Maadeva looked up. Stephen’s eyes were squinting in blazing light. Blue eyes. Yellow, tousled hair. Fruity lips pouting in a perfect round. Straight, flat-tipped nose. Nice curve to the nostrils. On Maadeva’s other side Shri’s dark face had turned darker in shadow of long hair that hung about it, and the sun behind him, silhouetting all of him.

“No,” Maadeva said, shaking his head. “Too many stones.”

“Lemme try.”

The sweeping had to go on until Maadeva’s house. Stephen swept the marble with flourish, and hopped with equal spirit. But he had to stand now and then. Maadeva’s peepi peeped from his pocket. Reaching Maadeva’s gate, he had wiped his hand on his clothes so much he was as dirty as the other two. His hand looked bad.

“We’re playing again?” he asked, clapping dust off his hands, grinning.

Maadeva looked at Shri, who winked and, without waiting, folded down to the ground, drew a circle in the dust with forefinger, and readied a fresh game.

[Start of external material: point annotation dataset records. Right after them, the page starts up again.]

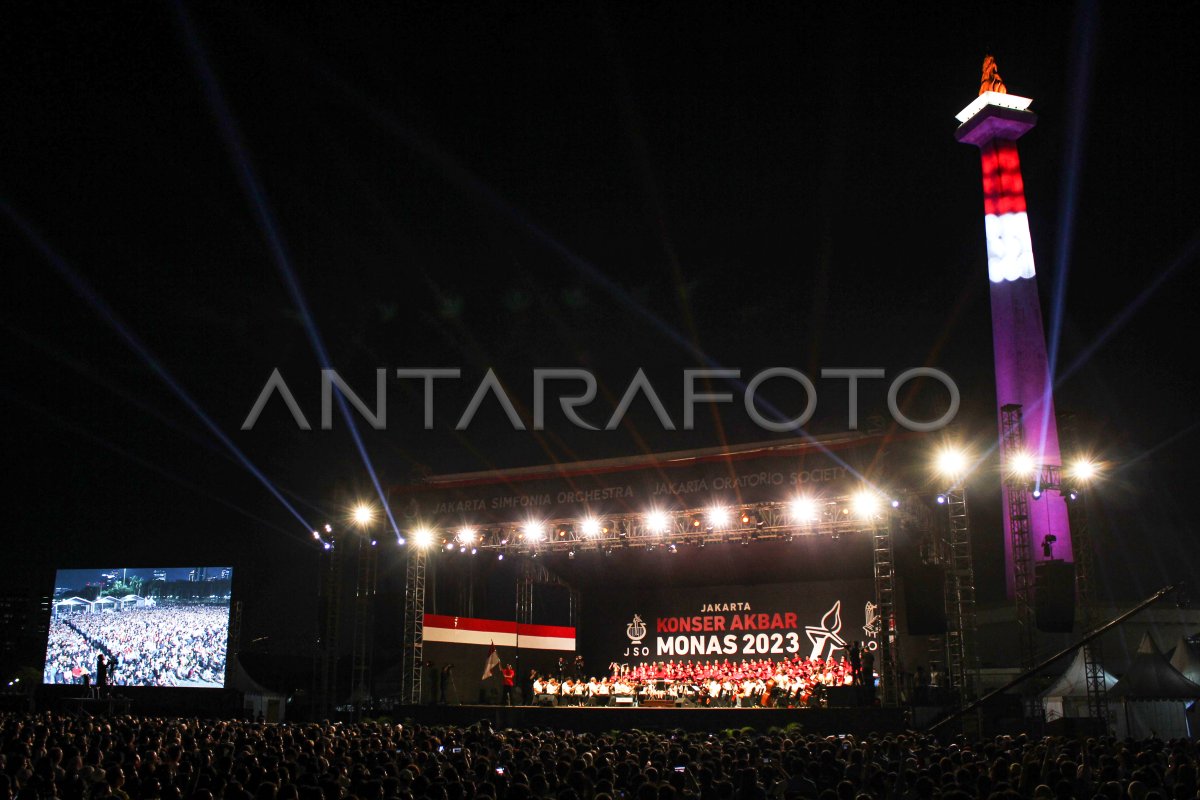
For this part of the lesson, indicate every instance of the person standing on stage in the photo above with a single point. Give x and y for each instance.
(856, 662)
(509, 674)
(101, 674)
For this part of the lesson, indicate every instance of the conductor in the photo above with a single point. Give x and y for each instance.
(101, 674)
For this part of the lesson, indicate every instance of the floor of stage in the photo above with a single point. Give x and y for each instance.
(822, 721)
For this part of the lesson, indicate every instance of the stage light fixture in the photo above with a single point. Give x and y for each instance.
(865, 504)
(658, 522)
(718, 517)
(951, 462)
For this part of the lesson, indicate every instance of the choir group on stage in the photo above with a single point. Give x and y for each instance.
(793, 683)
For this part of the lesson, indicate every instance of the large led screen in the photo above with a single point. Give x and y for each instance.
(156, 626)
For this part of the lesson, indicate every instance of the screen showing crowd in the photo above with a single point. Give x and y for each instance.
(157, 626)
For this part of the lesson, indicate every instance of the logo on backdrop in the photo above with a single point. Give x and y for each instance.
(828, 633)
(636, 630)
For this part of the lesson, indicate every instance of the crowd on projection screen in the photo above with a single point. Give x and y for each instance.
(162, 645)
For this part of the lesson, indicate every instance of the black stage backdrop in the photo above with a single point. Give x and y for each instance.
(781, 620)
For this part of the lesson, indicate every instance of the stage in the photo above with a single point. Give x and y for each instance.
(832, 721)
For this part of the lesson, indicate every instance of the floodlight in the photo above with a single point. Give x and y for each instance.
(951, 462)
(658, 522)
(423, 537)
(865, 504)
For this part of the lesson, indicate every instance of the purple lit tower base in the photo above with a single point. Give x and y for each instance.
(994, 122)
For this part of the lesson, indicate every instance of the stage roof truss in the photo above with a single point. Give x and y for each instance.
(769, 521)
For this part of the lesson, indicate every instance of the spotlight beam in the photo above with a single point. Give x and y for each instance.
(465, 180)
(255, 191)
(89, 295)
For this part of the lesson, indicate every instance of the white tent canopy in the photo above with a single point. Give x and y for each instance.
(1153, 696)
(1068, 695)
(1187, 660)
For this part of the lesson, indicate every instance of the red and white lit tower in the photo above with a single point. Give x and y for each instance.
(994, 121)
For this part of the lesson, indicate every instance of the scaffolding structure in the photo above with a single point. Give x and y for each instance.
(883, 557)
(961, 666)
(329, 599)
(1085, 584)
(363, 650)
(413, 653)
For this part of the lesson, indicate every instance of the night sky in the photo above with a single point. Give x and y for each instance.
(595, 185)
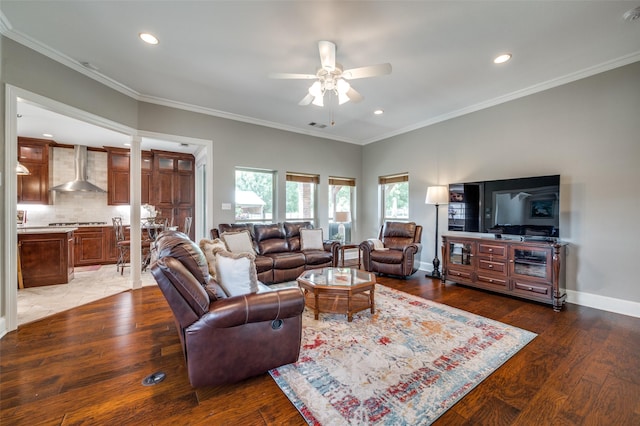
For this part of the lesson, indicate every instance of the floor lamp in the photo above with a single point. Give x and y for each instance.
(437, 195)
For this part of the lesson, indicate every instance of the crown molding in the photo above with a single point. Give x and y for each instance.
(6, 30)
(242, 118)
(549, 84)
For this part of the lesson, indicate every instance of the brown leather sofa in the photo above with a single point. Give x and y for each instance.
(402, 250)
(224, 339)
(279, 254)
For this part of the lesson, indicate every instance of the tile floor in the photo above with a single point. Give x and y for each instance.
(39, 302)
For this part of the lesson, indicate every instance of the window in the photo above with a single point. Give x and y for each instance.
(254, 195)
(301, 196)
(341, 207)
(394, 194)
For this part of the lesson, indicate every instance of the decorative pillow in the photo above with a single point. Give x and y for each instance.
(214, 291)
(236, 272)
(209, 248)
(238, 242)
(311, 239)
(377, 244)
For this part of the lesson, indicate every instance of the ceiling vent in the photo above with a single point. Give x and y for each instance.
(632, 15)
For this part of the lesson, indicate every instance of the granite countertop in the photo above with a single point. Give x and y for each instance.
(46, 229)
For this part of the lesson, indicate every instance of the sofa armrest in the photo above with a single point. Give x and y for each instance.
(252, 308)
(412, 249)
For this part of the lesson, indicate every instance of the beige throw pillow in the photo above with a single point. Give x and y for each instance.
(209, 248)
(311, 239)
(236, 272)
(238, 242)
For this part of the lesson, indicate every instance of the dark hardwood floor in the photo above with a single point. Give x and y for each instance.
(86, 366)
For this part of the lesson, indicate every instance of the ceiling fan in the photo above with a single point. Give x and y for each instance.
(332, 78)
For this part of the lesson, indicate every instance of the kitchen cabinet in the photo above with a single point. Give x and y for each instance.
(174, 186)
(34, 154)
(118, 166)
(90, 247)
(531, 270)
(95, 245)
(46, 256)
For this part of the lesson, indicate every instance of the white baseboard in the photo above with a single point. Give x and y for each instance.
(604, 303)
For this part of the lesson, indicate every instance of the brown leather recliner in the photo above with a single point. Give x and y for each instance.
(401, 253)
(225, 339)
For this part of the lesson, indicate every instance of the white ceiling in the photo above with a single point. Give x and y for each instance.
(215, 56)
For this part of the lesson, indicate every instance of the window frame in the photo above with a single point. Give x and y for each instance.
(383, 182)
(303, 178)
(335, 181)
(274, 181)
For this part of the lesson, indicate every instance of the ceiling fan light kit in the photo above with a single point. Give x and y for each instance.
(332, 79)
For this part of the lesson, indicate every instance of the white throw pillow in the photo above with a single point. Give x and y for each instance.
(236, 272)
(311, 239)
(377, 244)
(238, 242)
(209, 248)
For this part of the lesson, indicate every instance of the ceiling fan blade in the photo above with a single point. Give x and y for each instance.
(306, 100)
(353, 95)
(286, 75)
(369, 71)
(327, 55)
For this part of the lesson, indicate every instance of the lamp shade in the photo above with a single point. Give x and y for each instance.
(437, 195)
(343, 217)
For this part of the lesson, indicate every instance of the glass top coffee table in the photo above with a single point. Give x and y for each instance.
(338, 290)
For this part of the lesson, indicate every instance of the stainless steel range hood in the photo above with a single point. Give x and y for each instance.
(80, 183)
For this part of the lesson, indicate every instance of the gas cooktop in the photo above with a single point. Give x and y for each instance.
(77, 223)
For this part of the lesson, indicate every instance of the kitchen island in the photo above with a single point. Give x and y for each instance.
(45, 255)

“Penalty?” he asked. Maadeva looked at Stephen, whose waning grin lifted back up.

“Sure,” Stephen said to Shri. Maadeva looked hard at him. The boy was all red now, and just glowing.


Finally, Maadeva went into the kitchen and got the slap he knew was coming. His mother’s brown oval face was all screwed up, specially at the mouth, which was twisted. She was shaking. “Loafer. Chasing white boys to play with. Look at you,” she said, and advanced again toward him. She didn’t hit him this time. Reaching past him, she laid a finger on a Bournvita tin on the shelves, on the chocolate-colored band round it.

“Always in the street,” she said. “You’re this color!”